The study concludes that the "air gap" traditionally assumed to exist between functional blocks is effectively non-existent in advanced packaging. The physical properties of the materials used in interposers and bonding—while excellent for thermal and electrical conductivity—are also excellent at propagating the leakage signals required for an attack.

Potential Industry Reactions and Official Responses

While formal responses from major semiconductor foundries are typically guarded, the implications of this research are expected to trigger a wave of redesigns in the "secure-by-design" hardware community. Industry analysts suggest that the findings will force a re-evaluation of how third-party chiplets are vetted.

Projected Reactions from Key Stakeholders:

• Foundries and Packaging Houses: Entities like TSMC, Samsung, and Intel may need to develop new types of "EM shielding" layers within the interposer itself to dampen signals between chiplets.
• Standardization Bodies: The UCIe (Universal Chiplet Interconnect Express) Consortium may be pressured to include physical-layer security protocols that account for unintended EM emissions.
• Government and Defense: For high-security applications, the reliance on a global supply chain for non-critical chiplets (like I/O or power management) may be viewed as a significant liability. The research suggests that even a "dumb" I/O chiplet could be a gateway for a sophisticated attack.

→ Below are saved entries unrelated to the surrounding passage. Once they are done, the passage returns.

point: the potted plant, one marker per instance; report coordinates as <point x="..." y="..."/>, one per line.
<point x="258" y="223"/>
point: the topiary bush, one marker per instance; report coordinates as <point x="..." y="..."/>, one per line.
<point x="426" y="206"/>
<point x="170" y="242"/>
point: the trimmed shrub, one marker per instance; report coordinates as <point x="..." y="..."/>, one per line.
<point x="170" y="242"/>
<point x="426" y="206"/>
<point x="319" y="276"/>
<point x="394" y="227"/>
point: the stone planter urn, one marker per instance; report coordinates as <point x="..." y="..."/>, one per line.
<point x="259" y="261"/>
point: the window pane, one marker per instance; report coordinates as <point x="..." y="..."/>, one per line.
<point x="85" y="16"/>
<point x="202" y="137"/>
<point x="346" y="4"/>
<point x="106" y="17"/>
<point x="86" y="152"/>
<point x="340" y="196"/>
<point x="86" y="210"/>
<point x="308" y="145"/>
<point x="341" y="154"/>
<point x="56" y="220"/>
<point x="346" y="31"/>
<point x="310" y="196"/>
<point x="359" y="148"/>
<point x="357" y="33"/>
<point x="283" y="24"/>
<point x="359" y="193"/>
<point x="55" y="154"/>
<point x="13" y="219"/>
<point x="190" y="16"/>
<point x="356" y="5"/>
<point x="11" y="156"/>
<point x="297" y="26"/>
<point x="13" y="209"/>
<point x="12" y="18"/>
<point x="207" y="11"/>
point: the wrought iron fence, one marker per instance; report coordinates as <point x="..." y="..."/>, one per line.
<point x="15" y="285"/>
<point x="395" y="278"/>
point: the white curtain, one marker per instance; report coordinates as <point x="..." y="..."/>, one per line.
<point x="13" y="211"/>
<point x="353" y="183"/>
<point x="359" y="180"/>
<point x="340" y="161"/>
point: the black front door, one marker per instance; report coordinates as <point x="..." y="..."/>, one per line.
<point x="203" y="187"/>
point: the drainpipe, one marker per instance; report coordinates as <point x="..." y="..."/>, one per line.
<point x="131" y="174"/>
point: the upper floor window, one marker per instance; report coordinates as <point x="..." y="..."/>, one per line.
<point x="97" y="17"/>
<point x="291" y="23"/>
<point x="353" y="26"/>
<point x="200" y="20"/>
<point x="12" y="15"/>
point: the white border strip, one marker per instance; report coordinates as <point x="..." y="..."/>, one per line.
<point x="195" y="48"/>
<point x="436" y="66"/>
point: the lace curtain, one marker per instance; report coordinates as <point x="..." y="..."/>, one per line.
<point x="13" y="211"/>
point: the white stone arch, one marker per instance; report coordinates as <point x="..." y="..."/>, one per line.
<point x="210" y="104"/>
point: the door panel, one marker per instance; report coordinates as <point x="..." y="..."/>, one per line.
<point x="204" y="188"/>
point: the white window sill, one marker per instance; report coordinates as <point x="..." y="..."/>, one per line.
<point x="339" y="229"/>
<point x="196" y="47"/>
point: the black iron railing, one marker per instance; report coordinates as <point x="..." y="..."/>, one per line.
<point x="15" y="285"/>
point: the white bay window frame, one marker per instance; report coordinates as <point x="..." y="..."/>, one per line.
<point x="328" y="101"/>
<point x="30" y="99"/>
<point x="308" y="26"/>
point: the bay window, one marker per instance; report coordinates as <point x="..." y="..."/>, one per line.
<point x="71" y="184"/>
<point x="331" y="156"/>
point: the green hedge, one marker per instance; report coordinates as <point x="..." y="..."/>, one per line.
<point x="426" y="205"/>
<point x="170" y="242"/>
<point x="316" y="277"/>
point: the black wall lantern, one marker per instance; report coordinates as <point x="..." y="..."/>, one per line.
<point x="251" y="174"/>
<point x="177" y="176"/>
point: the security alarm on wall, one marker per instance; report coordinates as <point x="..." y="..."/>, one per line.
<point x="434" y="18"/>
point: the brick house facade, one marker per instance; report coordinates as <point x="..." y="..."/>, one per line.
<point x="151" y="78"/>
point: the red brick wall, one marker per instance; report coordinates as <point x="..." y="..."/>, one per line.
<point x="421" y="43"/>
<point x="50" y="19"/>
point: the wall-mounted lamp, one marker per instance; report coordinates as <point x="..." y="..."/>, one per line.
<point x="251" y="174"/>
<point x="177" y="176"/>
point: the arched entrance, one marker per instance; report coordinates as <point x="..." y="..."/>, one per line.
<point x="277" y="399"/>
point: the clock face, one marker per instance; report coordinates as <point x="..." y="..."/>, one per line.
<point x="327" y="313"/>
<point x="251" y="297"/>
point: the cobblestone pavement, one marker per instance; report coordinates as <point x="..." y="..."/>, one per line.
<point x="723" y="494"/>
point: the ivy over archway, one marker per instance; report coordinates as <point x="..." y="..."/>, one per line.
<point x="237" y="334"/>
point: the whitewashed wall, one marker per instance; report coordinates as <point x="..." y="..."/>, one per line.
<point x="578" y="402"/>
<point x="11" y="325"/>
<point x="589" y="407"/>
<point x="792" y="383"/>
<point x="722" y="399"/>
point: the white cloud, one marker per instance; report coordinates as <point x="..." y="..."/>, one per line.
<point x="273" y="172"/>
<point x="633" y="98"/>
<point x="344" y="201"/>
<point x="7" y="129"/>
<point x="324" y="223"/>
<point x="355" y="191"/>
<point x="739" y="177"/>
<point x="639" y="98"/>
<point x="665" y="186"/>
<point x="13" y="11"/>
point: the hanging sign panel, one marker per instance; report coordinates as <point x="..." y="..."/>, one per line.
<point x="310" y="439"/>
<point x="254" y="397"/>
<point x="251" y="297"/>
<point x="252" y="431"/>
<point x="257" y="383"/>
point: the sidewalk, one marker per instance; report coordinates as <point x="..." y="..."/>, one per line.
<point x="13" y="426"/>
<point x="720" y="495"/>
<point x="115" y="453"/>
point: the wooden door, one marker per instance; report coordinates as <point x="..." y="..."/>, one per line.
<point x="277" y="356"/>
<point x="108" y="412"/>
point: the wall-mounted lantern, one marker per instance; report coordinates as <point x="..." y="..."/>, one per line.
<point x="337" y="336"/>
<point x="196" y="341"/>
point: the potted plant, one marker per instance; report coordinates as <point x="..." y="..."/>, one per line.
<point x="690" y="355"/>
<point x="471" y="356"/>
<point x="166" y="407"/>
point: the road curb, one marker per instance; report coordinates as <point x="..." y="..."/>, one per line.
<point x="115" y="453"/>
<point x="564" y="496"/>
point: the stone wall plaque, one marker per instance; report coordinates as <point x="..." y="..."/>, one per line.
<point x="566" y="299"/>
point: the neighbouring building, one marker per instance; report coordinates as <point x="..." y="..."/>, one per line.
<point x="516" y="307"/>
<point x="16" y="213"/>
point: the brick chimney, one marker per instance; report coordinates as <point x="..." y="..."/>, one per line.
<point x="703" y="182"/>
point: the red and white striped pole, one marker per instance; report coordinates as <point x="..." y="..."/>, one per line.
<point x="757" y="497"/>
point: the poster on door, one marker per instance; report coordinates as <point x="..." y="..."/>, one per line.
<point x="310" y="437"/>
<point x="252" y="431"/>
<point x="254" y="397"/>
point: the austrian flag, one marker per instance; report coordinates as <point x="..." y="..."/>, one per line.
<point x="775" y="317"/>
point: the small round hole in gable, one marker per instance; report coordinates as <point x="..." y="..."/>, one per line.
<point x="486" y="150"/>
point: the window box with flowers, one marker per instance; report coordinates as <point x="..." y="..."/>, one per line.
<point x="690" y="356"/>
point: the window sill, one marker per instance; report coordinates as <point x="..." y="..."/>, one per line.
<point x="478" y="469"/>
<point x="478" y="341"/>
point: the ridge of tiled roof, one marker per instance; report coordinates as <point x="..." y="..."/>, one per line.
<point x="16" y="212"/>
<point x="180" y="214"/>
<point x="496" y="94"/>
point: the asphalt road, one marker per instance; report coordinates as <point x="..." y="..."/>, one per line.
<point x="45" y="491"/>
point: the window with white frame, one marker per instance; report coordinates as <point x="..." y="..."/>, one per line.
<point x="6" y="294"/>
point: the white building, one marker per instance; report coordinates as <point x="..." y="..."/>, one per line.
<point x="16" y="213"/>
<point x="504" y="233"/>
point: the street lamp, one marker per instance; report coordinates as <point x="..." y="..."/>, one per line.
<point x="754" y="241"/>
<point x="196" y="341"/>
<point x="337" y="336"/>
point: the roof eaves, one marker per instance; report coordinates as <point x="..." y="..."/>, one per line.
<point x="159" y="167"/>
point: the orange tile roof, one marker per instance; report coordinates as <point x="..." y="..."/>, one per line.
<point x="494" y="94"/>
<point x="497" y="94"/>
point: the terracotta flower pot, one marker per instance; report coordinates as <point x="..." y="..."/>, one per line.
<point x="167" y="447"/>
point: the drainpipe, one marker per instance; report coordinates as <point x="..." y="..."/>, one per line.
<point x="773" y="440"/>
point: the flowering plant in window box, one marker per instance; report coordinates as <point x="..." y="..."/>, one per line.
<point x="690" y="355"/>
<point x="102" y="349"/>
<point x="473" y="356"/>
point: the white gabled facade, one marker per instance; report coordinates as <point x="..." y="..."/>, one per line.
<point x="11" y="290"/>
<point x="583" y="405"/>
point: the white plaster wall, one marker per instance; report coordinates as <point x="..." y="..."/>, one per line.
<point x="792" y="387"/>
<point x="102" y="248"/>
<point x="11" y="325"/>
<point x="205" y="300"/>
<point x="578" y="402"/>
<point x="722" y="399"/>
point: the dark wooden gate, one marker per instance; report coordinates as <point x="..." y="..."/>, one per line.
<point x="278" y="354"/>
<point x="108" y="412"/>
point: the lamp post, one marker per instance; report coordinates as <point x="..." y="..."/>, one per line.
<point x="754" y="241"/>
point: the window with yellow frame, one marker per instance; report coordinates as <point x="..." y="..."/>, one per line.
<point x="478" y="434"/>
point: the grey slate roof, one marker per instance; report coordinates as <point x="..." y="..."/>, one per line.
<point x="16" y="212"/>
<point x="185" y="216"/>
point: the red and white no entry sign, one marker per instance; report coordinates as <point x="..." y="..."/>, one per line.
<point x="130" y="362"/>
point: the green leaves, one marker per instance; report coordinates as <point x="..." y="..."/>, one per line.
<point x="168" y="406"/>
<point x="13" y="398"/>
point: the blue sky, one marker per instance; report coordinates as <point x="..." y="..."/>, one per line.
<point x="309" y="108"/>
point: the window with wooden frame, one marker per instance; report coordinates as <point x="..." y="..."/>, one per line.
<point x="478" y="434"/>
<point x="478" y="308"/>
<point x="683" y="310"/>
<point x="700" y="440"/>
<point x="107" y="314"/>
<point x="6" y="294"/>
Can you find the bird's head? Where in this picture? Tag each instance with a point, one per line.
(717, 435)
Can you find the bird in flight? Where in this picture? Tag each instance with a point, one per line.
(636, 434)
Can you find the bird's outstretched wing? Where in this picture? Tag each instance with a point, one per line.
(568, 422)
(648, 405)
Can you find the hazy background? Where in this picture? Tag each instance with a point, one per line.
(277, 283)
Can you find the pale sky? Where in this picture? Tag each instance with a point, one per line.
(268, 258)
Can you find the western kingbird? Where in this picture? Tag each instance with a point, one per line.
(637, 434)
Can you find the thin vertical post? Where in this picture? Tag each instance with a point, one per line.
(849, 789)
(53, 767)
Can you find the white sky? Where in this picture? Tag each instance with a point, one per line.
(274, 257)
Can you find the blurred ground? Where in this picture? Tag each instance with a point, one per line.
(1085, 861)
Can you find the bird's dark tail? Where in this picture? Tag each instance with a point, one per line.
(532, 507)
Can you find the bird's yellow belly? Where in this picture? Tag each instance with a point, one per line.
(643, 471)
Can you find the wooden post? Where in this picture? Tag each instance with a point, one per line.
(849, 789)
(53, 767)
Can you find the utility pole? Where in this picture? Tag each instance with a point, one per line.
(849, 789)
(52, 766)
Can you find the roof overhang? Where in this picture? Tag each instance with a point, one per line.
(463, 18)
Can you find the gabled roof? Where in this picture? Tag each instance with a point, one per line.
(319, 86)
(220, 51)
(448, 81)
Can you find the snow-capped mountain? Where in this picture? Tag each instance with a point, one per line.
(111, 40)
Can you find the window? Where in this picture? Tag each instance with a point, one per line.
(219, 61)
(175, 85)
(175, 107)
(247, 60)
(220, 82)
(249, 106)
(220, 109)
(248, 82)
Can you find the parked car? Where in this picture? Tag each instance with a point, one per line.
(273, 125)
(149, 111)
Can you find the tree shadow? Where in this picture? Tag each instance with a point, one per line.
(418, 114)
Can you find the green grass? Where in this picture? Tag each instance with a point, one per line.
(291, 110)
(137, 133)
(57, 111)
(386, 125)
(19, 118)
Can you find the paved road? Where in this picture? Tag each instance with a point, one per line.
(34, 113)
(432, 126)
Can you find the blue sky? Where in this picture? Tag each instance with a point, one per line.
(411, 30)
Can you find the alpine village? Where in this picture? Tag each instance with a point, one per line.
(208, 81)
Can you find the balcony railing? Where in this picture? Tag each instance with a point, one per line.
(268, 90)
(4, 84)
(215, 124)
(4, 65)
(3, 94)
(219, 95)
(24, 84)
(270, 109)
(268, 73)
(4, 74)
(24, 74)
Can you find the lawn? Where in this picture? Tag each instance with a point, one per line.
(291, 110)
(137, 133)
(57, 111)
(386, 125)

Security analysts have noted that this research "democratizes" side-channel attacks. Previously, extracting EM leakage required sophisticated probes and proximity to the chip surface. Now, if the "probe" is already inside the package, the barrier to entry for an attacker is significantly lowered.

Broader Impact and Future Implications

The discovery of cross-chiplet spying has profound implications for the future of computing. As the world becomes increasingly reliant on AI accelerators—which often use HBM (High Bandwidth Memory) stacked directly on top of logic dies—the surface area for these attacks will only grow.

The Trust Model of the Supply Chain

The primary challenge introduced by this research is the erosion of the "Trust Model." In a monolithic chip, the designer has total control over the silicon. In a chiplet ecosystem, a system integrator might buy a CPU from Company A, a GPU from Company B, and a wireless interface from Company C. If Company C’s chiplet is poorly designed (or maliciously designed), it can compromise the security of Company A’s CPU. This creates a "weakest link" problem in hardware security.

Fact-Based Analysis of Mitigation Strategies

To counter these threats, the research team and subsequent analysts have proposed several mitigation strategies:

1. Active Decoupling: Implementing noise-injection circuits that create "EM camouflage," making it difficult for the spy chiplet to distinguish between actual data and background noise.
2. Physical Isolation: Using specialized materials in the 2.5D interposer to act as a Faraday cage for sensitive dies.
3. Internal Monitoring: Developing dedicated security chiplets that monitor the EM profile of the package and alert the system if an internal component is behaving like an observation platform.

Conclusion

The work by Di Natale and his colleagues serves as a stark reminder that as architectures become more complex, the physical laws governing them remain unchanged. The very features that make 2.5D and 3D systems efficient—high-speed communication and dense physical integration—are the same features that enable "Spying Across Chiplets."

As the industry moves toward the "trillion-transistor era," the focus must shift from merely increasing performance and yield to ensuring that the boundaries between components remain secure. The "Spying Across Chiplets" paper is likely to be cited for years to come as the foundational document that forced the semiconductor industry to treat the internal environment of a package not just as a thermal and electrical challenge, but as a critical security frontier. The May 2026 findings indicate that the next generation of hardware security will not be fought on the software level, but in the microscopic spaces between the silicon itself.